Il Gup della Procura di Catania, Marina Rizza, ha condannato l’ex governatore a sei anni e otto mesi di reclusione per concorso esterno all’associazione mafiosa, che assorbe anche il reato elettorale con Cosa nostra, e proscioglimento per l’ipotesi di voto di scambio con il clan Cappello.
 
Il Giudice per le udienze preliminari ha anche disposto per Raffaele Lombardo le pene accessorie: un anno di libertà vigilata e l’interdizione perpetua dai pubblici uffici, oltre il pagamento delle spese processuali.
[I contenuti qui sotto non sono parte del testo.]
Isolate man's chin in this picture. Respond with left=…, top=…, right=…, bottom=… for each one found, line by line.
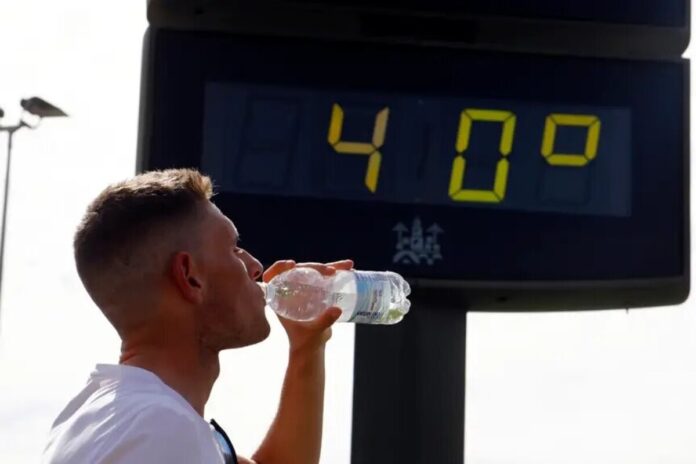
left=229, top=316, right=271, bottom=348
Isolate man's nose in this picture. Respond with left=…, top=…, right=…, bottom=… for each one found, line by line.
left=246, top=253, right=263, bottom=280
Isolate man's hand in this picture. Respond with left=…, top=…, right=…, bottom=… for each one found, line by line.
left=263, top=259, right=353, bottom=352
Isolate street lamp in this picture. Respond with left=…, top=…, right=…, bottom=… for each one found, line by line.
left=0, top=97, right=67, bottom=318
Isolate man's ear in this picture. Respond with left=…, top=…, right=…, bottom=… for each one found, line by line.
left=170, top=251, right=203, bottom=303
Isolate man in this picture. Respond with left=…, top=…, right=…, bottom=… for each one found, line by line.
left=43, top=169, right=352, bottom=464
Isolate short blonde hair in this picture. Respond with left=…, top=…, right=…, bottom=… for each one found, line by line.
left=73, top=169, right=214, bottom=312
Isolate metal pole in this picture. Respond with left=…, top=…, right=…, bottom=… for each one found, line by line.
left=0, top=124, right=16, bottom=311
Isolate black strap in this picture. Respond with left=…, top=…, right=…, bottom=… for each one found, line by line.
left=210, top=419, right=239, bottom=464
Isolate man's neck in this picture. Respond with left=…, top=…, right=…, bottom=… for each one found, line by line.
left=119, top=341, right=220, bottom=417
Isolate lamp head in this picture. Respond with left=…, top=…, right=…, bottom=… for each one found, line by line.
left=20, top=97, right=67, bottom=118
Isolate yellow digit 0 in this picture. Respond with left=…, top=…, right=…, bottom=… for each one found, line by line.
left=449, top=108, right=517, bottom=203
left=328, top=103, right=389, bottom=193
left=541, top=113, right=602, bottom=167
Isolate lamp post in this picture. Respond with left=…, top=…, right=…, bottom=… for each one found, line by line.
left=0, top=97, right=67, bottom=318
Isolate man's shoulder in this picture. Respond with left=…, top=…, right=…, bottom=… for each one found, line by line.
left=45, top=376, right=215, bottom=463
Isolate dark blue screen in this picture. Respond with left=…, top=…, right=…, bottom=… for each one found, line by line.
left=330, top=0, right=687, bottom=27
left=202, top=82, right=631, bottom=216
left=141, top=31, right=688, bottom=282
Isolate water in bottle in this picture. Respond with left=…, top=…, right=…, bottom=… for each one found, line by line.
left=265, top=267, right=411, bottom=324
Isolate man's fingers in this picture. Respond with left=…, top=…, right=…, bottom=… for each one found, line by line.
left=313, top=307, right=343, bottom=329
left=297, top=263, right=336, bottom=275
left=263, top=259, right=353, bottom=282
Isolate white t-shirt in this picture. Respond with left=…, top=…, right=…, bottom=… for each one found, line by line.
left=42, top=364, right=225, bottom=464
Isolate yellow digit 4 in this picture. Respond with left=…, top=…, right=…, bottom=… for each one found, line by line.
left=449, top=108, right=517, bottom=203
left=328, top=103, right=389, bottom=193
left=541, top=113, right=602, bottom=166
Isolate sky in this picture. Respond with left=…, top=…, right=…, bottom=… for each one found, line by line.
left=0, top=0, right=696, bottom=464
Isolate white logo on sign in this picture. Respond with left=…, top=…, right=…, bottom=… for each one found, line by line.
left=392, top=218, right=444, bottom=266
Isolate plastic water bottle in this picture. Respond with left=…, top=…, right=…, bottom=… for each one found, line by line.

La condanna a sei anni e otto mesi e le pene accessorie saranno sospese dall’appello che gli avvocati hanno annunciato presenteranno contro la sentenza, che per diventare esecutiva deve essere definitiva.
 
"Sono di una serenità infinita – ha dichiarato Lombardo dopo la lettura del dispositivo – mi aspettavo questa sentenza, non ne aspettavo una diversa perché non pensavo che una persona, il giudice, oltre che onesta, per bene, imparziale, indipendente, potesse avere un coraggio sovrumano da schierarsi con una sentenza di assoluzione".
 
"Che pure – ha continuato l’ex presidente – sarebbe stata aderente ai fatti, anche contro una Procura che con il 50% dei suoi componenti della Dda è venuta anche plasticamente a dimostrare la sua posizione nel processo, contro la grande stampa, che chiaramente ha determinato un giudizio preventivo nell’opinione pubblica, contro un sistema politico i cui interessi torbidi ho intaccato". 
 
Di tutt’altro avviso Giovanni Salvi, procuratore di Catania: "Oggi è avvenuto un fatto storico – ha detto il magistrato – si ha per la prima volta la condanna per concorso esterno in associazione mafiosa per un presidente della Regione siciliana. Frutto di un lavoro importante che ha avuto anche collaboratori importanti a sostegno dell’accusa".